Can Creditors Claim Against A Trust In India?
- IJLLR Journal
- Mar 2
- 1 min read
Khushi Parmar, D.Y. Patil College of Law, Mumbai University
ABSTRACT
The Indian Trusts Act, 1882, serves as the legislative framework governing the creation, classification, administration, and dissolution of private trusts and trustees in India. The Indian Trusts Act, 1882 defines a trust as an obligation attached to property ownership for the benefit of another, detailing the roles of the settlor, trustee, and beneficiary. Trusts can be established through settlement or will and are classified into public, private, and charitable trusts. The Indian Trusts Act, 1882 highlights the separation of the trust assets from trustees' personal property, posing challenges for creditors claiming against the trust assets.

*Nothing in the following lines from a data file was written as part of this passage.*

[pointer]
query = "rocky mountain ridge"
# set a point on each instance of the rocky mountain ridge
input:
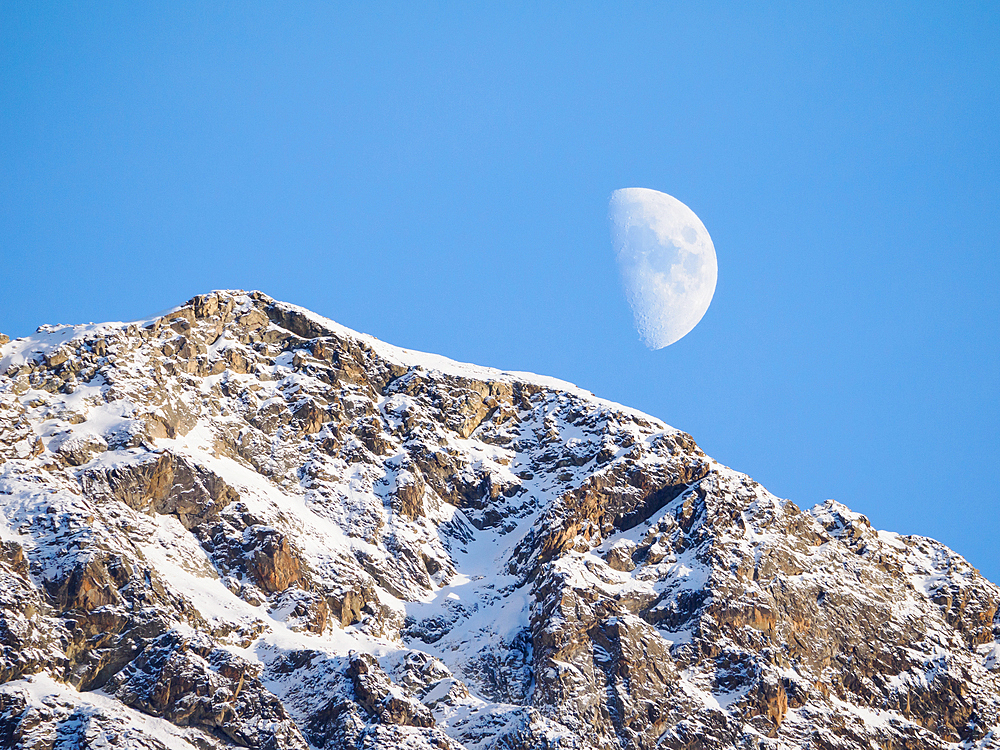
(240, 524)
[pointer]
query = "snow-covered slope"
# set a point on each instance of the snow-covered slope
(242, 525)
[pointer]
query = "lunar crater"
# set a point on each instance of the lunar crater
(666, 260)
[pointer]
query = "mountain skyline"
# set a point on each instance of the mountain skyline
(240, 524)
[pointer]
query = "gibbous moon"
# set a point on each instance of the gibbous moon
(667, 263)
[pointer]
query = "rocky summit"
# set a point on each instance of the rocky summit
(240, 524)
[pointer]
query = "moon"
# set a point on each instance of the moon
(667, 263)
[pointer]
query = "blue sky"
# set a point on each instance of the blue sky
(439, 178)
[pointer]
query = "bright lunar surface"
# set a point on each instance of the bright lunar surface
(667, 263)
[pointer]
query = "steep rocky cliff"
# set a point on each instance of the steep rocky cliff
(242, 525)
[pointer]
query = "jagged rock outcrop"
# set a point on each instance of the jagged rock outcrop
(241, 525)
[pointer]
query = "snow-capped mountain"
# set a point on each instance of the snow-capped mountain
(242, 525)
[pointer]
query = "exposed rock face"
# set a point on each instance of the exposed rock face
(241, 525)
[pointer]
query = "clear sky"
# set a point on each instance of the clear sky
(440, 178)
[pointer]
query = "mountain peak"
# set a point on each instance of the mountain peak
(242, 524)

Provisions from the Transfer of Property Act, 1882, the Income Tax Act, 1961, and the Insolvency and Bankruptcy Code, 2016, address creditors' rights and protections, particularly regarding fraudulent transfers and revocable trusts. Legal precedents reinforce the protection of trust assets from creditors' claims, emphasizing the necessity for procedural adherence and the collective responsibility of the trustees. The framework aims to balance the interests of the beneficiaries and the creditors while ensuring the integrity and lawful purpose of trust arrangements. This framework helps safeguard the assets held in the trust from creditors' claims, ensuring the trust's purpose is fulfilled for the benefit of the intended beneficiaries.
Keywords: Indian Trusts Act, 1882, Trust Assets Protection, Creditors' Claims, Fraudulent transfers, Revocable trusts.